Just put it down to yet another example where his 'merely reporting the facts' has let him down.

1 comment:

  1. Dear Tabloid Watch,

    I agree with anything and everything you say about Littlejohn, an odious piece of string 'em up cabbie pond-life if ever there was one. This is why on this occasion I find myself somewhat disoriented, as I agree with him.

    My reasons for doing so are the stark similarities in the recent case with two incidents that took place in Finland in the last two years.

    In the first case, which kind of automagically coincides with the launch of the two Manchester fuckwits' plans (that ought to give you a clue as to why the police and the CPS got so steamed up), a young man called Pekka-Erik Auvinen, alias Sturmgeist, took out eight of his fellow-students at a Finnish high school before topping himself. He used a Sig Mosquito .22 pistol.

    Auvinen was a Columbine wannabe, another quite smart nihilist who'd read his Nietzsche and who had attempted to impress an older woman - a rather manipulative one - whom he'd met online (you can read it all up).

    Auvinen was in turn followed by Matti Juhani Saari, yet another Columbine fan-boy with the same pre-hit M.O. - lots of bluster about how he was going to go down in history, I hate the human race, blah, blah, blah.

    Saari went two better than Auvinen in September 2008 and wasted 10 kids at his school in Kauhajoki. He used a Walther .22.

    Both of them had unblemished records. If they had not had, there is no way they would have been granted a gun licence, even for a target shooting pistol.

    Now one little incident that took place in connection with that later case is worth comment: shortly before Saari went postal on his pals, he was called in by the police over some of the "frivolous" things he'd been writing in cyberspace (you can look them up, too), but the inspector concerned decided he was pretty sane (perhaps he'd been talking to Swift and McKnight's brief), and he did not take away Saari's legally-held and recently-acquired Walther. Saari went and did his history-making thing, and the police officer is now facing charges of gross negligence, as well as a civil suit from the relatives of the victims.

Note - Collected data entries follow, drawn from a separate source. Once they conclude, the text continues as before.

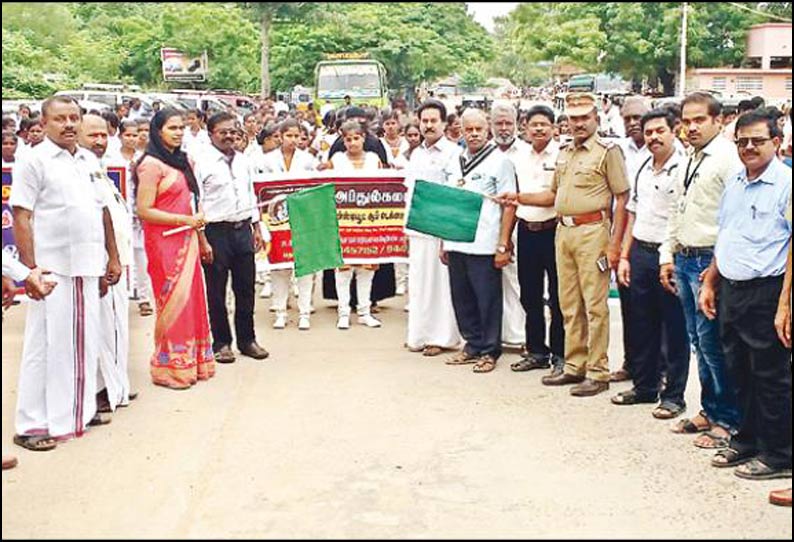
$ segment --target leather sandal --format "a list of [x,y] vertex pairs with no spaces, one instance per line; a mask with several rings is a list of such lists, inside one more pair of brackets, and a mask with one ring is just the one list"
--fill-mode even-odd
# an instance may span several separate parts
[[473,371],[475,373],[490,373],[494,369],[496,369],[496,360],[491,356],[483,356],[477,361]]
[[752,455],[742,454],[733,448],[723,448],[714,455],[714,458],[711,460],[711,466],[717,467],[718,469],[735,467],[747,463],[752,458]]
[[14,444],[31,452],[54,450],[58,443],[49,435],[14,435]]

    All of which leads me to believe that the authorities in this case HAD to take action - there is really no telling what wingnuts like these can do, and in their case it would only have required some fairly primitive explosive device and a bit of petrol become headlines. Getting a gun might have been a bit tricker after Dunblane, but that's another matter.

    Littlejohn is a pompous ass, but on this one, I'm afraid he's got it right. The Manchester kids were astonishingly lucky to be white, Christian, and middle-class, and to be able to "go private" and get an eloquent brief. If their names had been Khan and Hussain, they wouldn't have had a prayer-mat to piss on, regardless of the fact that their actions were not Jihadist but simple adolescent anger at the world and its creatures.

    They say they now hope to "be able to put it behind them". This is of course a bigger fantasy than their massacre plans ever were. The same Internet that nurtured their "hair-brained" schemes is going to make sure they are never forgotten. Google is your friend, but it will not be theirs: the stain will not wash out, and every prospective employer who looks them up "just on the off-chance" is going to back away real quick.

    What Littlejohn didn't realise in his puffed-up Daily Mail indignation is that these kids DID get a life sentence - only one of another kind.

    You might like to read this, by the way:

    http://www.hs.fi/english/article/1135241751510

    It's quite long, but it is worth the time.